Quanto invece alle “tecniche di comunicazione”, questo passaggio secondo ICOM è un vulnus ancor più grave rispetto a quello sulla didattica, specie se posto in relazione alle “persone diversamente abili” (sic). “Il lessico utilizzato”, spiega ICOM, “non tiene in considerazione sia i documenti dell’Organizzazione Mondale della Sanità (OMS) che la Convenzione delle Nazioni Unite sui diritti delle persone con disabilità (3 dicembre 2006), entrata in vigore come Legge dello Stato (3 marzo 2009, n. 18); tali persone sono inoltre indicate genericamente, senza considerare l’ampio e il diversificato spettro che ne caratterizza la singolarità. Ugualmente grave è ritenere che la frequentazione dei corsi di 650 ore previsti possa abilitare la guida turistica a possedere ed esercitare ’specifiche tecniche di comunicazione’. Si fa presente che le ’tecniche di comunicazione’ sono solo strumentali per costruire una relazione significativa con tali destinatari: essa richiede conoscenze, competenze e comportamenti, ed è l’esito di percorsi formativi specialistici, di aggiornamento, di studio e ricerca, di pratica progettuale all’interno della realtà complessa dell’accessibilità e dell’inclusione, anch’essi di pertinenza delle educatrici e degli educatori sia museali sia del patrimonio culturale. A titolo di esempio, tra le ’tecniche di comunicazione’ necessarie per relazionarsi a persone con disabilità c’è la LIS Lingua dei Segni Italiana. Tale lingua, riconosciuta in Italia lo scorso 19 maggio 2021, richiede uno studio lungo (4 + 2 anni) complesso e articolato che deve essere necessariamente alimentato da una continua frequentazione della comunità sorda. L’art. 34-ter del cosiddetto Decreto Sostegni sancisce che lo Stato italiano ’riconosce, promuove e tutela la lingua dei segni italiana (LIS) e la lingua dei segni italiana tattile (LIST)’; considera le figure dell’interprete in LIS e dell’interprete in LIST ’quali professionisti specializzati nella traduzione e interpretazione rispettivamente della LIS e della LIST, nonché nel garantire l’interazione linguistico-comunicativa tra soggetti che non ne condividono la conoscenza’. Infine, il 6 aprile 2022 la Gazzetta Ufficiale ha pubblicato il Decreto (10 gennaio 2022) che istituisce il Corso di Laurea triennale sperimentale ad orientamento professionale in interprete LIS e LIST”.

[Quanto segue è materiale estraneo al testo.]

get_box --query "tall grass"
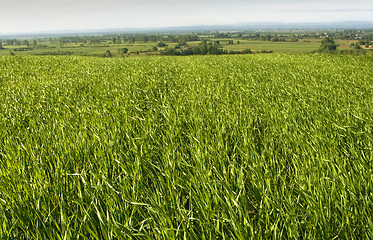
[0,54,372,239]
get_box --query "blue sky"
[0,0,373,33]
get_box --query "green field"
[1,37,367,57]
[0,54,372,239]
[222,39,321,52]
[0,42,159,57]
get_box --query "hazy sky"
[1,0,373,33]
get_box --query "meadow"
[0,54,372,239]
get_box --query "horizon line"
[1,20,373,36]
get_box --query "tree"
[350,43,361,49]
[320,37,338,51]
[117,48,128,56]
[157,42,167,47]
[104,50,112,57]
[0,42,4,49]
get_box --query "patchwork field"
[0,54,372,239]
[1,38,368,57]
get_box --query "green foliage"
[319,37,338,52]
[104,50,112,57]
[260,34,272,41]
[350,43,362,50]
[157,42,167,47]
[117,48,129,56]
[0,54,372,239]
[161,40,251,56]
[228,49,252,54]
[338,49,367,56]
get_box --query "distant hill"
[159,21,373,32]
[1,21,373,38]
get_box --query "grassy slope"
[0,54,372,239]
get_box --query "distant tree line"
[210,30,373,41]
[51,34,200,45]
[161,40,252,56]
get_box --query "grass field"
[0,54,372,239]
[222,39,321,53]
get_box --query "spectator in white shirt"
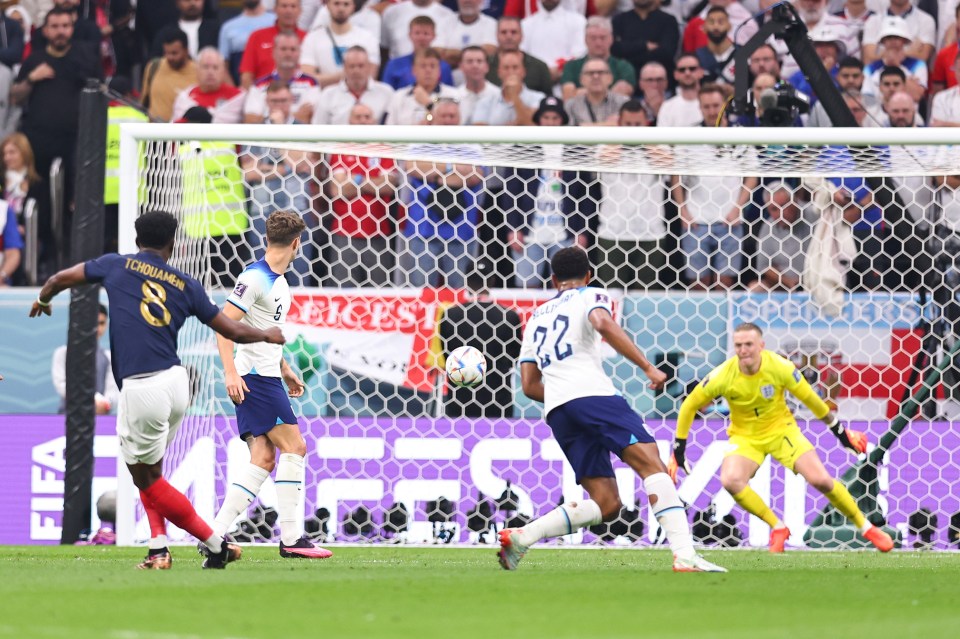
[656,53,704,126]
[382,0,455,61]
[300,0,380,87]
[309,0,382,37]
[435,0,498,69]
[384,48,458,124]
[473,49,544,125]
[521,0,587,83]
[243,31,321,123]
[311,46,395,124]
[453,45,501,123]
[862,18,927,103]
[776,0,858,77]
[861,0,935,65]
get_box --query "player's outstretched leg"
[641,473,727,573]
[276,453,332,559]
[823,481,893,552]
[497,500,603,570]
[137,490,173,570]
[497,528,530,570]
[863,525,894,552]
[201,540,243,569]
[212,464,270,539]
[769,526,791,554]
[137,474,242,569]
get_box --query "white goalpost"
[114,123,960,550]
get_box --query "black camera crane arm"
[732,2,858,127]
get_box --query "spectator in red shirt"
[930,4,960,97]
[503,0,596,19]
[172,48,245,123]
[325,103,400,287]
[238,0,305,89]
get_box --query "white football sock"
[202,533,225,553]
[515,499,602,547]
[644,472,696,560]
[213,464,271,537]
[148,535,168,551]
[276,453,305,546]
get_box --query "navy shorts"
[236,374,298,439]
[546,395,655,483]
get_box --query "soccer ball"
[445,346,487,388]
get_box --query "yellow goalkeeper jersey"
[676,350,831,440]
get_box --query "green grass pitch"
[1,546,956,639]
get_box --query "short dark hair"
[838,56,863,71]
[461,45,487,59]
[265,210,307,246]
[699,82,725,99]
[98,303,108,317]
[409,15,436,30]
[159,26,189,50]
[414,47,442,64]
[44,5,76,27]
[750,43,779,62]
[620,99,645,116]
[135,211,179,250]
[706,6,728,18]
[676,53,699,69]
[880,65,906,83]
[733,322,763,336]
[550,247,591,282]
[266,80,292,95]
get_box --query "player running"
[30,210,285,569]
[209,211,331,559]
[669,322,894,553]
[500,247,726,573]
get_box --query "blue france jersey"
[226,259,289,378]
[84,252,220,385]
[519,287,618,416]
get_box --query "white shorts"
[116,366,189,465]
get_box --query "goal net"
[115,124,960,551]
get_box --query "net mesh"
[120,127,960,551]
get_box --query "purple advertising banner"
[2,415,958,548]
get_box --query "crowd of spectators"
[0,0,959,293]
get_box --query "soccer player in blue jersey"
[499,247,726,572]
[209,211,332,559]
[30,210,285,570]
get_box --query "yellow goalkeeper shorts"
[725,425,815,473]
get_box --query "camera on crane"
[756,81,810,127]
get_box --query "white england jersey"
[519,287,618,416]
[226,259,290,377]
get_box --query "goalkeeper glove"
[668,438,691,483]
[825,413,867,454]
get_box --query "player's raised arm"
[208,312,285,345]
[670,383,715,482]
[29,263,89,316]
[587,307,667,390]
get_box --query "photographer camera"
[757,80,810,127]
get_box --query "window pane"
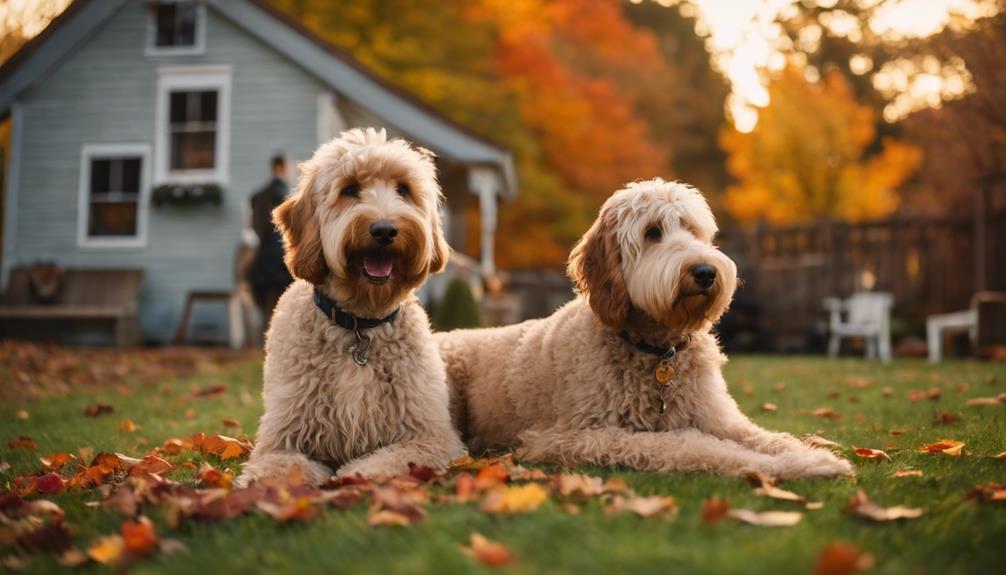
[199,91,217,123]
[154,2,197,48]
[90,159,111,195]
[169,90,216,125]
[170,92,188,123]
[154,4,177,47]
[121,159,141,193]
[88,202,138,237]
[175,2,197,46]
[170,131,216,170]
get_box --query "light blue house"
[0,0,515,343]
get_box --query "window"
[78,144,151,247]
[169,90,217,170]
[155,67,230,184]
[147,1,205,56]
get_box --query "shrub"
[433,278,483,331]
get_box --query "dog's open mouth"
[361,252,394,284]
[680,289,710,299]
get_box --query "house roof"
[0,0,516,198]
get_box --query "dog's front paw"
[769,448,855,479]
[237,452,333,487]
[337,457,410,480]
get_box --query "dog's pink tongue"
[364,254,393,278]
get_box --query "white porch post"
[468,167,500,277]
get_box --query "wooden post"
[975,185,987,293]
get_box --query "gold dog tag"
[655,362,675,385]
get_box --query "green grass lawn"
[2,352,1005,574]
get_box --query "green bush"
[432,277,483,331]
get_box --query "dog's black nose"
[691,263,716,289]
[369,220,398,246]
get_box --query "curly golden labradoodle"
[238,128,465,486]
[438,178,853,479]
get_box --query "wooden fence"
[719,205,1006,349]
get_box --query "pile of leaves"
[6,427,1003,572]
[0,341,255,401]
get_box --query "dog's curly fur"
[238,128,465,486]
[438,178,853,479]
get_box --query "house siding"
[10,2,327,342]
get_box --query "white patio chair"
[926,292,1006,363]
[823,292,893,362]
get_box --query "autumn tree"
[902,12,1006,215]
[721,67,921,225]
[271,0,678,268]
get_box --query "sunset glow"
[641,0,1000,131]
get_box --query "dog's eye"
[396,183,410,197]
[340,182,361,198]
[644,226,662,241]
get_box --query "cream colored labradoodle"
[238,128,465,486]
[438,178,853,479]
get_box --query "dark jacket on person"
[249,177,293,289]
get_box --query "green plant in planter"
[152,183,224,207]
[433,277,483,331]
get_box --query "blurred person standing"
[247,154,294,329]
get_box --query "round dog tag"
[655,362,675,384]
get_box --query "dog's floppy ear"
[429,224,451,274]
[273,166,328,285]
[567,208,629,329]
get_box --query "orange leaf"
[480,484,549,514]
[455,473,477,502]
[474,464,509,491]
[811,407,841,420]
[918,439,965,456]
[197,462,233,488]
[221,418,241,428]
[906,388,941,401]
[83,404,114,417]
[761,402,778,412]
[702,498,730,524]
[727,509,803,526]
[812,541,875,575]
[460,533,515,567]
[160,438,189,454]
[39,453,76,470]
[609,495,677,517]
[852,446,891,461]
[965,481,1006,502]
[117,419,139,433]
[845,490,923,521]
[87,535,124,564]
[935,411,959,425]
[121,516,158,555]
[367,509,413,527]
[130,455,174,476]
[7,436,37,450]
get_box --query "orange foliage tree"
[271,0,674,268]
[721,68,921,225]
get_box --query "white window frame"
[145,0,207,57]
[154,66,231,185]
[77,143,152,249]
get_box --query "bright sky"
[636,0,1000,131]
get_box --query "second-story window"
[148,1,204,54]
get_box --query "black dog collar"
[312,289,401,331]
[618,330,690,358]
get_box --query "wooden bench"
[0,267,143,346]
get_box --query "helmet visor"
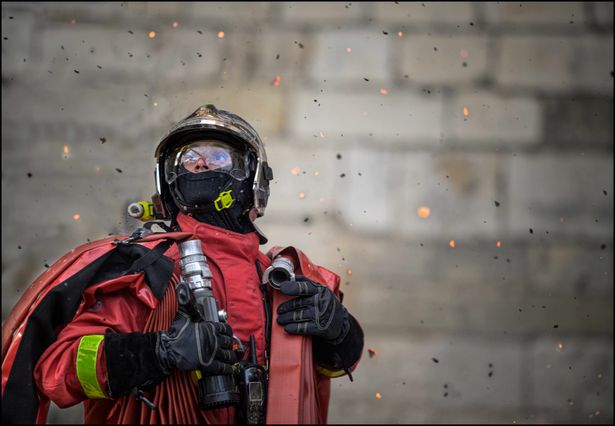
[165,140,250,183]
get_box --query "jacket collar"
[176,212,260,261]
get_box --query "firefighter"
[2,105,363,424]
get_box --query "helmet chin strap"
[248,207,268,245]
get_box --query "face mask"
[175,170,253,214]
[176,171,231,209]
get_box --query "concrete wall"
[2,2,612,424]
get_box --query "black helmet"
[152,105,274,223]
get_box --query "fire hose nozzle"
[263,256,295,289]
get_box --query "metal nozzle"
[179,240,212,288]
[179,239,206,260]
[265,256,295,289]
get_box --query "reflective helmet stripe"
[76,335,107,399]
[315,365,347,378]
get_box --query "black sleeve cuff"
[104,331,167,398]
[313,314,364,371]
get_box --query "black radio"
[236,335,267,424]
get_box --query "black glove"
[157,310,237,375]
[276,275,350,344]
[276,275,364,379]
[104,311,237,398]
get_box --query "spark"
[298,192,305,199]
[172,21,179,29]
[314,171,320,176]
[496,241,502,248]
[272,74,281,87]
[217,31,225,39]
[73,213,81,220]
[291,167,301,175]
[463,106,470,116]
[346,268,353,276]
[63,145,70,155]
[148,31,156,39]
[375,392,382,399]
[449,239,456,249]
[346,47,352,53]
[153,101,159,107]
[557,342,564,350]
[417,206,431,219]
[379,88,389,95]
[397,31,403,37]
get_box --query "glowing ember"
[557,343,564,350]
[153,101,159,107]
[346,47,352,53]
[397,31,403,37]
[291,167,301,175]
[172,21,179,29]
[375,392,382,399]
[463,106,470,117]
[368,348,378,358]
[379,88,389,95]
[346,268,353,276]
[417,206,431,219]
[148,31,156,39]
[449,239,456,249]
[272,74,281,87]
[496,241,502,248]
[217,31,225,39]
[63,145,70,155]
[73,213,81,220]
[298,192,305,199]
[460,48,469,58]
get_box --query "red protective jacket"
[2,212,359,424]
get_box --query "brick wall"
[2,2,612,424]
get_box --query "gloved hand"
[276,275,350,344]
[104,310,237,398]
[157,310,237,375]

ICOM Italia è da sempre impegnato nel promuovere azioni concrete per il riconoscimento e la tutela dei professionisti museali, nonché nella definizione di competenze e ruoli: l’ente, in particolare, fa riferimento alla “Carta nazionale delle professioni museali” ICOM Italia (2005) e successivi aggiornamenti (2017) nel “Quaderno ICOM per la Riforma. Professionalità e funzioni essenziali del museo alla luce della riforma dei musei statali”. “Diversamente da quanto ad oggi è stato disciplinato a livello nazionale e regionale per la guida turistica”, prosegue l’ente, “si attende da tempo che un iter legislativo dia esiti concreti al fine di sottrarre dalla precarietà chi lavora nei musei, occupandosi di tutela e di educazione, finalità istituzionali e riconosciute dalla Costituzione. La proposta di emendamento sostenuta da ICOM Italia con AIEM è stata sottoscritta da numerosi rappresentanti della comunità accademica, museale e scientifica; sono altresì stati informati gli Enti e le Associazioni che tutelano le persone con disabilità, nonché la FAND (Federazione tra le Associazioni Nazionali delle persone con Disabilità). Presidenti, Consiglieri, referenti di tali Associazioni hanno espresso preoccupazione e sconcerto per quanto indicato nel Testo Unificato e hanno aderito alla proposta di emendamento”.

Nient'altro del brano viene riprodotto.